### abstract ###
Many cellular systems rely on the ability to interpret spatial heterogeneities in chemoattractant concentration to direct cell migration.
The accuracy of this process is limited by stochastic fluctuations in the concentration of the external signal and in the internal signaling components.
Here we use information theory to determine the optimal scheme to detect the location of an external chemoattractant source in the presence of noise.
We compute the minimum amount of mutual information needed between the chemoattractant gradient and the internal signal to achieve a prespecified chemotactic accuracy.
We show that more accurate chemotaxis requires greater mutual information.
We also demonstrate that a priori information can improve chemotaxis efficiency.
We compare the optimal signaling schemes with existing experimental measurements and models of eukaryotic gradient sensing.
Remarkably, there is good quantitative agreement between the optimal response when no a priori assumption is made about the location of the existing source, and the observed experimental response of unpolarized Dictyostelium discoideum cells.
In contrast, the measured response of polarized D. discoideum cells matches closely the optimal scheme, assuming prior knowledge of the external gradient for example, through prolonged chemotaxis in a given direction.
Our results demonstrate that different observed classes of responses in cells are optimal under varying information assumptions.
### introduction ###
Recently, there has been considerable research demonstrating the critical role played by random fluctuations in cellular signaling systems CITATION CITATION.
Stochastic variations are found in the external signaling molecules CITATION as well as in the intracellular components CITATION.
They arise because of the small number of molecules involved in signaling and play significant roles in gene regulatory networks CITATION CITATION as well as in prokaryotic CITATION, CITATION and eukaryotic signal transduction pathways CITATION, CITATION, CITATION .

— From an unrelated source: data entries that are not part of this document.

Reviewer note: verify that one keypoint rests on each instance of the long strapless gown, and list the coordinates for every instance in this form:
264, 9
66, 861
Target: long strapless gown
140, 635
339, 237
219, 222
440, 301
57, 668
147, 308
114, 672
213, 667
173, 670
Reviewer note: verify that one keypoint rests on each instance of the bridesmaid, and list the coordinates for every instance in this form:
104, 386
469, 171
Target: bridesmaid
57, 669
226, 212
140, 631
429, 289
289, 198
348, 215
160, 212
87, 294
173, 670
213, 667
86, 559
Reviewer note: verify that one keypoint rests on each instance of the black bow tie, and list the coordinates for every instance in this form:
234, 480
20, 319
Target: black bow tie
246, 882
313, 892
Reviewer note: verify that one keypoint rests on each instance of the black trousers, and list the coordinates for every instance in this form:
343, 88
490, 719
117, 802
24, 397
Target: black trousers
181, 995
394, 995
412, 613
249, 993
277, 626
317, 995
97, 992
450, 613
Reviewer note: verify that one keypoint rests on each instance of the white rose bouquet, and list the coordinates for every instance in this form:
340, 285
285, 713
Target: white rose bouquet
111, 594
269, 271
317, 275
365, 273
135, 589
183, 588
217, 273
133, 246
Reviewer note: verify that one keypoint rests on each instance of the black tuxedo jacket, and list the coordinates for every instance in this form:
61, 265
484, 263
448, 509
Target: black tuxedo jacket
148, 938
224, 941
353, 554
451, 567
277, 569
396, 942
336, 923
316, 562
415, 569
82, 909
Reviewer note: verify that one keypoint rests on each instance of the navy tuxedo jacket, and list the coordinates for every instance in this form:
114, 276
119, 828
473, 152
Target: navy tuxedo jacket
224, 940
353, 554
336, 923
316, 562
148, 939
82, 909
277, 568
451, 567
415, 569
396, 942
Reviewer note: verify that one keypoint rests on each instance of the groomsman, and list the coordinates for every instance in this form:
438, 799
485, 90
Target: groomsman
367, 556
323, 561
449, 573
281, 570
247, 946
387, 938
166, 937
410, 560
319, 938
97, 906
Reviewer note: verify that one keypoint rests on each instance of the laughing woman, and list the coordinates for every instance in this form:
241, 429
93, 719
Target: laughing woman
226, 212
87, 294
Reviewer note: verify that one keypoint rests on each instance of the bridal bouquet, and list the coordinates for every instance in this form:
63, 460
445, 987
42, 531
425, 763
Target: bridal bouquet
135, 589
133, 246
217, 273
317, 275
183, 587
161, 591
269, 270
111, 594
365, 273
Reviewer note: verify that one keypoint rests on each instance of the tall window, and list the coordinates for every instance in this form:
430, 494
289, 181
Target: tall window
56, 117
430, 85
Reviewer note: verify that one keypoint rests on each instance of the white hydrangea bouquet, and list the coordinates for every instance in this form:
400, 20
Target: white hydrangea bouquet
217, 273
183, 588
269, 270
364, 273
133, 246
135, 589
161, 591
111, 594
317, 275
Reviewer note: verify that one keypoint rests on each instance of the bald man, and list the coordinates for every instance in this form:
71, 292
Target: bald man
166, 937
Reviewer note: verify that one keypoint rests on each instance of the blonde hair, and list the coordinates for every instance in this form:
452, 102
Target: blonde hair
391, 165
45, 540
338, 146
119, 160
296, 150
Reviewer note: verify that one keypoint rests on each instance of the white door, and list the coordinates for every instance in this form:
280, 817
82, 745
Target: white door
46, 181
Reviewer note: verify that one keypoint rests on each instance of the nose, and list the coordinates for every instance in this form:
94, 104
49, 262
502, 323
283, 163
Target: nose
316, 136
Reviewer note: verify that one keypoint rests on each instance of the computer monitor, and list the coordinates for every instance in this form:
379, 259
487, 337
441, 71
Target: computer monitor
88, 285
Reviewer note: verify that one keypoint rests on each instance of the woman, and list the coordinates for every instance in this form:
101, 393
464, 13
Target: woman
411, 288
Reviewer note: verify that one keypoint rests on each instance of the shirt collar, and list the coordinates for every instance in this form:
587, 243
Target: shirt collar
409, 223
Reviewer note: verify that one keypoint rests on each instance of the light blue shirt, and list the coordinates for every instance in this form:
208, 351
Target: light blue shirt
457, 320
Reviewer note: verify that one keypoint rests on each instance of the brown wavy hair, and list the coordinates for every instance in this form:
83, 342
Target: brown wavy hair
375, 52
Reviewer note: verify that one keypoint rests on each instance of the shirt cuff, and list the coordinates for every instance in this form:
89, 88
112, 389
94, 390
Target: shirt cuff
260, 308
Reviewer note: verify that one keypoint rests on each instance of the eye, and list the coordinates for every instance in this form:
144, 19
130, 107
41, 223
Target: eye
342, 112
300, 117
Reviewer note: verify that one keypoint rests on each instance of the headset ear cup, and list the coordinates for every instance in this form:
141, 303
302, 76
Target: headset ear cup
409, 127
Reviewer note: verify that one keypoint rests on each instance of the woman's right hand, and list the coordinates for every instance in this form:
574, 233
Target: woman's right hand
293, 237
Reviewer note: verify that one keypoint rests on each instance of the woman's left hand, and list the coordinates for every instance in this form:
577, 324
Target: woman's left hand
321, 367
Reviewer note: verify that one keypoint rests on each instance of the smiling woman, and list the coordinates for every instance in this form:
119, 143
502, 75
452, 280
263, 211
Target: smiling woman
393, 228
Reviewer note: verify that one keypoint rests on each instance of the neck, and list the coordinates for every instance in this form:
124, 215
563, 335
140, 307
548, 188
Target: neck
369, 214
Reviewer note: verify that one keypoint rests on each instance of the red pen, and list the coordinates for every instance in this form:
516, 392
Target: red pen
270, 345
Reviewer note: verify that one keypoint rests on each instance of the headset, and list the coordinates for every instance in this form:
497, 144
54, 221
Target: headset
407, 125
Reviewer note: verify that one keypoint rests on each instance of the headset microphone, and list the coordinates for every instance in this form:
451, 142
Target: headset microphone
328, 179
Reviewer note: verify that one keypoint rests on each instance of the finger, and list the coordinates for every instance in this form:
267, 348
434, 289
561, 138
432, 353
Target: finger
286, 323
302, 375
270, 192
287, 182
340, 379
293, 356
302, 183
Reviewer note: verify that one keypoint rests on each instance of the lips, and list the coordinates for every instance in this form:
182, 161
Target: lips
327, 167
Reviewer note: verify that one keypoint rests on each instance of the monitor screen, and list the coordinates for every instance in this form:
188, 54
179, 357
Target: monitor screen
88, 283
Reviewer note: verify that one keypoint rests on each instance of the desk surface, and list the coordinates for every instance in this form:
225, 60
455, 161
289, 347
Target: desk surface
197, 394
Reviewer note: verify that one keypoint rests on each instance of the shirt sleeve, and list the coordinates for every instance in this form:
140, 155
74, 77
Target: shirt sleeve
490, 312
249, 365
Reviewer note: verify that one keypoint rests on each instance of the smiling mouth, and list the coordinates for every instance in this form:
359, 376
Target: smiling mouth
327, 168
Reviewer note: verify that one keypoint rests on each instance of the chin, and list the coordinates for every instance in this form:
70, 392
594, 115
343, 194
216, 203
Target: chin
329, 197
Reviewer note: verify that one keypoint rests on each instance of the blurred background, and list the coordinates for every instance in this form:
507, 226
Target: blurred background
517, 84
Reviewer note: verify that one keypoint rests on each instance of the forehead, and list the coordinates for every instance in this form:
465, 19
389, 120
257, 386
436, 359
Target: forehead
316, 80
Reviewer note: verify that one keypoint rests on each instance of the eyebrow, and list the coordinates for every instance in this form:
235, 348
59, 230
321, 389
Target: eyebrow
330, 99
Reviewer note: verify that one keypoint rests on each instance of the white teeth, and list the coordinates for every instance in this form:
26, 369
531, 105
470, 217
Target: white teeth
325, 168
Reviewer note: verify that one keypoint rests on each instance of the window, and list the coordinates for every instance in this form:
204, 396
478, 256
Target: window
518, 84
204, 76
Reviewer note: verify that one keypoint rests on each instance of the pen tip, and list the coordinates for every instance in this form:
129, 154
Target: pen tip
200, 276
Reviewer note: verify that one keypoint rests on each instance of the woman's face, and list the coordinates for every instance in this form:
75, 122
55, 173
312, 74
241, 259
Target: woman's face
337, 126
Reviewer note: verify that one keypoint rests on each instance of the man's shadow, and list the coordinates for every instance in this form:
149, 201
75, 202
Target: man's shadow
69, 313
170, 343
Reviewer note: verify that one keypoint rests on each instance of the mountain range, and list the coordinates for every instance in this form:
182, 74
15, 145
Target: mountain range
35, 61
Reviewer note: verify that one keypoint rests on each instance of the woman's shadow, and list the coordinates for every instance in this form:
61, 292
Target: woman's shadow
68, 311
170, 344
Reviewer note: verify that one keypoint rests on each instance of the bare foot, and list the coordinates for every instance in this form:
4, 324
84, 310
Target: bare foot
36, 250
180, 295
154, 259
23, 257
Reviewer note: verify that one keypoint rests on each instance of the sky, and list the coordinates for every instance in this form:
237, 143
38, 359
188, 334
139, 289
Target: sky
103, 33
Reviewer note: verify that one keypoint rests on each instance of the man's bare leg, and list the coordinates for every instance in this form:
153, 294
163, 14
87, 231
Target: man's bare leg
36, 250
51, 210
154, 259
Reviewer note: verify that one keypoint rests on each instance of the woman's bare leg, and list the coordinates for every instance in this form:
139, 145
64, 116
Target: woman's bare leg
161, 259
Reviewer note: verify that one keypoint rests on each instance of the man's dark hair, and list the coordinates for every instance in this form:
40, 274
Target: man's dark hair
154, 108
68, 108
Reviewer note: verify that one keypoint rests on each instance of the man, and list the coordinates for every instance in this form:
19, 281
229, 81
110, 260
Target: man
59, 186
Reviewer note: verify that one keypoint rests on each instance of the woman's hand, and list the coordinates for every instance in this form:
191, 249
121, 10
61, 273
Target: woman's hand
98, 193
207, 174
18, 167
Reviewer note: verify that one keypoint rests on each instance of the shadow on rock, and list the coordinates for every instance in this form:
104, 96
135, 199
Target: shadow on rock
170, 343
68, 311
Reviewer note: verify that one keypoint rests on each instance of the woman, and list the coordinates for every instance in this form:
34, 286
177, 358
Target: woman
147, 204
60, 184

The proper functioning of cellular signaling networks requires mechanisms that can tolerate the effects of noise CITATION.
However, questions remain as to how to evaluate the performance and efficiency of these cellular decision-making systems.
How well does the signaling network of a cell make decisions based on the signaling cues available?
Can improvements be made by altering the parameters or structure of the network?
How efficiently are resources used?
Here we argue that rate distortion theory CITATION, a branch of information theory, can be used to evaluate the effectiveness of such systems.
The application of information theory to the study of biology has been under way for some time CITATION CITATION and has received considerable attention in the fields of neuroscience CITATION and genetics CITATION CITATION.
However, the full breadth of this utility for biological signaling systems, in general, has not been realized, primarily because of the difficulty of defining information in general biological systems.
Here we use rate distortion theory as a tool to study performance cost tradeoffs in general spatial gradient sensing mechanisms, similar to those found in many eukaryotic cells, including neutrophils and amoebae.
Rate distortion theory provides bounds on the rate at which information must be transmitted through a system to achieve a given performance criterion.
Our results demonstrate that, depending on the prior knowledge that a cell has about its chemoattractant environment, different optimal chemotaxis strategies exist.
Furthermore, we show that differences in the observed behaviors of unpolarized and polarized chemotactic cells correspond to these various optimally efficient decision-making processes.